Ronan Bernardin, 22 ans, est un jeune Sauveteur en Mer de la station de Ploumanac’h, à Perros-Guirec, dans les Côtes-d’Armor. Il a quitté l’Auvergne, où il a passé une grande partie de son enfance, pour réaliser son rêve en devenant bénévole à la SNSM voici un peu plus d’un an.
« La mer et le milieu aquatique m’intéressent depuis que je suis tout petit », décrit Ronan Bernardin. Le jeune homme de 22 ans, originaire de la Marne, a beaucoup vadrouillé dès son plus jeune âge. Il faut dire que son père est militaire ; alors, les voyages, les déménagements, il connaît. Après le Grand Est, alors qu’il est seulement âgé de 3 ans, Ronan vit un peu plus de deux ans en Nouvelle-Calédonie. « C’est le rêve », assure-t-il. C’est là que l’océan trouve sa place dans son existence. « Ce cadre idyllique et les voyages que j’ai faits m’ont vraiment fait aimer la mer », indique Ronan.
Quelques années plus tard, lorsqu’il commence à réfléchir sérieusement à ce qu’il souhaiterait faire dans la vie, Ronan pense au sauvetage. « Quand j’avais entre 12 et 15 ans, je m’imaginais déjà faire du sauvetage en mer, se rappelle-t-il. J’ai aussi envisagé de devenir plongeur dans la Marine. »
Après avoir laissé la Nouvelle-Calédonie, son grand lagon et ses palmiers, Ronan passe le reste de son enfance en Auvergne, où s’installe sa famille. Là-bas, difficile pour le jeune homme de s’orienter vers les métiers de la mer. Mais le rêve demeure bien ancré dans sa tête. « Évidemment, il n’y a pas la mer en Auvergne. Aussi, la seule solution était d’aller vivre chez ma mamie, qui habite en Bretagne, explique-t-il. Mais ce n’était pas facile à concrétiser, alors je me suis dit qu’il fallait faire autre chose pour avoir un bagage avant de pouvoir être sauveteur, comme je l’ai toujours voulu. »
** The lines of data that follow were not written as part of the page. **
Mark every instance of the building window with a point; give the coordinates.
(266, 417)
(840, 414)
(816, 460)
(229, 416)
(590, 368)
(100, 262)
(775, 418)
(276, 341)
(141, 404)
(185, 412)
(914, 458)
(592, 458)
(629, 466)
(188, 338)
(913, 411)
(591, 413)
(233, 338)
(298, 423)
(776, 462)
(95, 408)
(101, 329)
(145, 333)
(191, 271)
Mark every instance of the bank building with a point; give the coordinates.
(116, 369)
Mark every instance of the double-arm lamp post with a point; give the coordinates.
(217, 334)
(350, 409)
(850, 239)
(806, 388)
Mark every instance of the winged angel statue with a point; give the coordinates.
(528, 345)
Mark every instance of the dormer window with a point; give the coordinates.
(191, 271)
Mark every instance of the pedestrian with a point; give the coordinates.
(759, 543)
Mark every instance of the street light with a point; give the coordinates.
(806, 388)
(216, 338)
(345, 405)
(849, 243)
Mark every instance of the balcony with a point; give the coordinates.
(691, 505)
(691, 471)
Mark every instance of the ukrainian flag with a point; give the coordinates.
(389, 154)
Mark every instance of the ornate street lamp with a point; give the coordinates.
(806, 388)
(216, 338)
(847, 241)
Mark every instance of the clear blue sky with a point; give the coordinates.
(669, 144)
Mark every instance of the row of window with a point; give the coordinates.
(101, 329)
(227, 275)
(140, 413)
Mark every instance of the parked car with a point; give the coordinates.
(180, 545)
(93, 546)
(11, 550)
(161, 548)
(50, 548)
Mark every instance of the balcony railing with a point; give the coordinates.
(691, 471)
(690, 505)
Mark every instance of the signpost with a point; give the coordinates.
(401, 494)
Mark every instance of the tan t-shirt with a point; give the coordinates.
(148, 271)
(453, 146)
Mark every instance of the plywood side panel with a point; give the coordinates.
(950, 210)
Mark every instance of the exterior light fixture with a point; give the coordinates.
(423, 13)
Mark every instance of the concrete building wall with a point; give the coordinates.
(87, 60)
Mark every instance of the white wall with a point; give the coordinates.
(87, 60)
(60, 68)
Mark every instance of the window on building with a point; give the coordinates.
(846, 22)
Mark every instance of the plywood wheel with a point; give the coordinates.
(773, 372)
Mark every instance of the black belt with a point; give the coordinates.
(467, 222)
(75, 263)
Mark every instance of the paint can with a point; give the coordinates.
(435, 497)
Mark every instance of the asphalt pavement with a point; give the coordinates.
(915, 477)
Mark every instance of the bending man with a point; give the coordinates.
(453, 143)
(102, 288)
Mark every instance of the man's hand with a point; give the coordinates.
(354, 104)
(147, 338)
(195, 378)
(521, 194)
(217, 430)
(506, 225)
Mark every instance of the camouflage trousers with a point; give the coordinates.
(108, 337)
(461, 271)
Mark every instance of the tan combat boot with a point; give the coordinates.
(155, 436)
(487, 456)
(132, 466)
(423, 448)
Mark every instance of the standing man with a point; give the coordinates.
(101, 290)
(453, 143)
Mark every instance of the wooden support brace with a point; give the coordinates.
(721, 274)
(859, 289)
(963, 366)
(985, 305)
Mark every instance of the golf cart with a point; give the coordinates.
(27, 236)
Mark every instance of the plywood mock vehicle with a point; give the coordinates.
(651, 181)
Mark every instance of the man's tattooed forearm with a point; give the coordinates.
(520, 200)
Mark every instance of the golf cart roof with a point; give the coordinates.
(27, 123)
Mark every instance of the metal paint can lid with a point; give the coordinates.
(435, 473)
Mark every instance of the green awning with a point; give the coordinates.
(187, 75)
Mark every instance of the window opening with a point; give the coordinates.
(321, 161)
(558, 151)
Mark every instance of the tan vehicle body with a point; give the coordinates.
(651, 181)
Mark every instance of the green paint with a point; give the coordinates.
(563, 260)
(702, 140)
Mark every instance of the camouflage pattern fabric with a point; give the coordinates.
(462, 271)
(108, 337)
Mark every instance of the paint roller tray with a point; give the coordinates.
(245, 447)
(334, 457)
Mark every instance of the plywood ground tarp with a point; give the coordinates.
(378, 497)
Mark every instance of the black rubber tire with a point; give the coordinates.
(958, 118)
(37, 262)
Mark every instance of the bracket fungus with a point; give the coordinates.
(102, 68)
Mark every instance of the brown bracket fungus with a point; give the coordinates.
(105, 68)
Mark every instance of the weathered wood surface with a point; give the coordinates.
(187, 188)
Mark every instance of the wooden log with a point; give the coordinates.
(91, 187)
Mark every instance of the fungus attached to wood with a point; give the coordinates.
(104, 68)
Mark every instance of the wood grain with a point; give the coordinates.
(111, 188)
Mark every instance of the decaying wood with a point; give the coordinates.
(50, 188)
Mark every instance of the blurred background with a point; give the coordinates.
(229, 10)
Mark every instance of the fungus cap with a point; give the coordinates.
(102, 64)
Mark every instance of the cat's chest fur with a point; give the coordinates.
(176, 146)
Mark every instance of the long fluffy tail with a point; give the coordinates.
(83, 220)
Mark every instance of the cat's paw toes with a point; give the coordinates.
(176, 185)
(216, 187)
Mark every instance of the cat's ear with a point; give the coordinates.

Son bac puis son BTS comptabilité en poche, il décide de rejoindre la Bretagne, enfin. Il pose ses valises chez sa grand-mère, à Ploumanac’h, près de Saint-Brieuc. Après un peu d’intérim, Ronan est embauché dans une société de télécommunications.
Coup de chance, sa grand-mère emploie un paysagiste qui est vice-patron du canot de sauvetage de la station SNSM de Ploumanac’h. Ronan saisit l’opportunité qui s’offre à lui. Il lui explique son souhait d’être sauveteur en mer et lui demande des conseils pour y parvenir et réaliser son rêve : devenir bénévole à la SNSM.
Ronan, c’est le moment de montrer ce que tu sais faire
Le patron de la station, Ronan Le Gonidec, lui conseille de suivre une formation aux premiers secours en équipe de niveaux 1 et 2, de passer le permis bateau. « J’étais déjà titulaire du BNSSA depuis 2019, donc j’avais certaines compétences de base pour devenir sauveteur », précise Ronan.
La Covid-19 contrarie un peu ses plans : il doit patienter pour passer son permis bateau et le diplôme de premiers secours en équipe de niveau 2. Une fois ses formations validées, après un stage d’un an, Ronan intègre enfin la station de Ploumanac’h en novembre 2021, comme équipier de pont. Il a appris tous les gestes de sécurité et les procédures de mise en œuvre des différents matériels à bord des vedettes de sauvetage et des semi-rigides de la SNSM.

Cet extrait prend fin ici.